Die evangelische Kirche feiert 500 Jahre Reformation – und die Schauspielerin Anke Sevenich feiert mit. Weil die Menschen das Neue Testament seit der Reformation in deutscher Sprache lesen können – ein großer Schritt in Richtung Selbstbestimmung und Entscheidungsfreiheit.
Frau Sevenich, die evangelische Kirche feiert 500 Jahre Reformation. Warum feiern sie mit?
Martin Luther hat das Neue Testament ins Deutsche übersetzt. Zu seiner Zeit haben die Menschen aus dem Volk viele unterschiedliche Dialekte gesprochen – und nur Menschen von höherem Stand verstanden Lateinisch. Luther hat mit seiner Übersetzung einen Beitrag zur Entwicklung der deutschen Sprache geleistet und gleichzeitig den freien Zugang zur Schrift ermöglicht. Dass die Gemeinden selbst die Bibel lesen konnten und nicht auf eine Auslegung der klerikalen Obrigkeit angewiesen waren, war ein großer Schritt in Richtung Selbstbestimmung und individueller Entscheidungsfreiheit.
Das erscheint uns heute selbstverständlich …
… war es für die Menschen im ausgehenden Mittelalter aber nicht. Man muss die Reformation auch in geschichtlichem Zusammenhang sehen. Luther hat damals nicht versucht, eine neue Religion zu gründen, sondern wollte den römisch-katholischen Glauben reformieren, verändern. Es ist aber etwas Neues entstanden. Auch weil die Zeit reif für Veränderungen war – ich glaube, Luther war im richtigen Moment an der richtigen Stelle.
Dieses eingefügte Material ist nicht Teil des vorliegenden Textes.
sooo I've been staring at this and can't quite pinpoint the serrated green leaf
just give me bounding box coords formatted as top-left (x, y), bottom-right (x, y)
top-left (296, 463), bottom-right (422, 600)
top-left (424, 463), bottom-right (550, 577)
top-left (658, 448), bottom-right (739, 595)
Dass ein einzelner Mensch eine solche Bewegung in Gang setzen konnte, das macht Mut. Das macht mir zum Beispiel Mut, mich zu fragen: Ist die Zeit auch für mich reif aufzustehen und etwas zu verändern?
Was finden Sie stark an der Person Luther?
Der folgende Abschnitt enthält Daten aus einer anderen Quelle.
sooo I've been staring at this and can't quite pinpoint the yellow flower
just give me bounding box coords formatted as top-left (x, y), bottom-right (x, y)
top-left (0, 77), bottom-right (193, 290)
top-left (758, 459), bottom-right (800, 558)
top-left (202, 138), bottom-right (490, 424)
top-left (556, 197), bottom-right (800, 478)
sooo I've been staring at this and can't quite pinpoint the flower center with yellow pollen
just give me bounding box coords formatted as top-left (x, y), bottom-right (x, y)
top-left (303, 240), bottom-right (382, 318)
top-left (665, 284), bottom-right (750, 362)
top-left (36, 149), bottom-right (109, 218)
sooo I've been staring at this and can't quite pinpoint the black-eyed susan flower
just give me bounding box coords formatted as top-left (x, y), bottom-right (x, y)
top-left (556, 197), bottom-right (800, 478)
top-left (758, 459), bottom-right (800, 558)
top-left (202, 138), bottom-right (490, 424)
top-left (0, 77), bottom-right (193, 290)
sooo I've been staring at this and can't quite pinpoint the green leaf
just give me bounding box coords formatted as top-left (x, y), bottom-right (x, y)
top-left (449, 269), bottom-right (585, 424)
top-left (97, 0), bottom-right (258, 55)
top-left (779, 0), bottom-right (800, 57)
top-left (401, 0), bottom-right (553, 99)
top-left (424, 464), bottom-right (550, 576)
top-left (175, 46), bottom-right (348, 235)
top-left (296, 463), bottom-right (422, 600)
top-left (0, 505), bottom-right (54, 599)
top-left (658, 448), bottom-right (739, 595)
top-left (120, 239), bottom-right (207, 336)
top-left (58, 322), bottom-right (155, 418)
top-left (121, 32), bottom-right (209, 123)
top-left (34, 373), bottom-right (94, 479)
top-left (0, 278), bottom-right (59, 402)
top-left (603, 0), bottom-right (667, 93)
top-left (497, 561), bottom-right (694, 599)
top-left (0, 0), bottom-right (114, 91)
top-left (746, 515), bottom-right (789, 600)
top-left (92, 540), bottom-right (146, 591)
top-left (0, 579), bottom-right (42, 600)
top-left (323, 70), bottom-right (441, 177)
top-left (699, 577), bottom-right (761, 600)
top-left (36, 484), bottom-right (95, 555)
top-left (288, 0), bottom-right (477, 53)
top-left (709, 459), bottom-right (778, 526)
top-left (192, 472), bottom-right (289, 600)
Seinen Mut, seine Unbeirrbarkeit. Aber ich habe auch Spaß an der politischen Unkorrektheit, die Luther an den Tag gelegt hat. Ich finde Menschen durchaus beeindruckend, die aus dem Bauch heraus handeln, aus berechtigtem Zorn.
Worüber würde er heute poltern?
Über soziale Ungerechtigkeiten, über die Schere zwischen Armen und Reichen, die immer weiter auseinander geht. Allerdings war Luther nicht politisch in dem Sinne, wie wir das heute verstehen. Gegen die weltlichen Fürsten hat er nicht revoltiert. Er wollte vielmehr, dass die Menschen sich der Obrigkeit, den politischen Machtverhältnissen unterordnen. Das ist ein Punkt, den wir heute anders sehen.
Die Reformation fußte auf einer neuen Sicht auf Gott: Luther entdeckte die Kraft des Glaubens neu, der allein auf die Gnade Gottes vertraut.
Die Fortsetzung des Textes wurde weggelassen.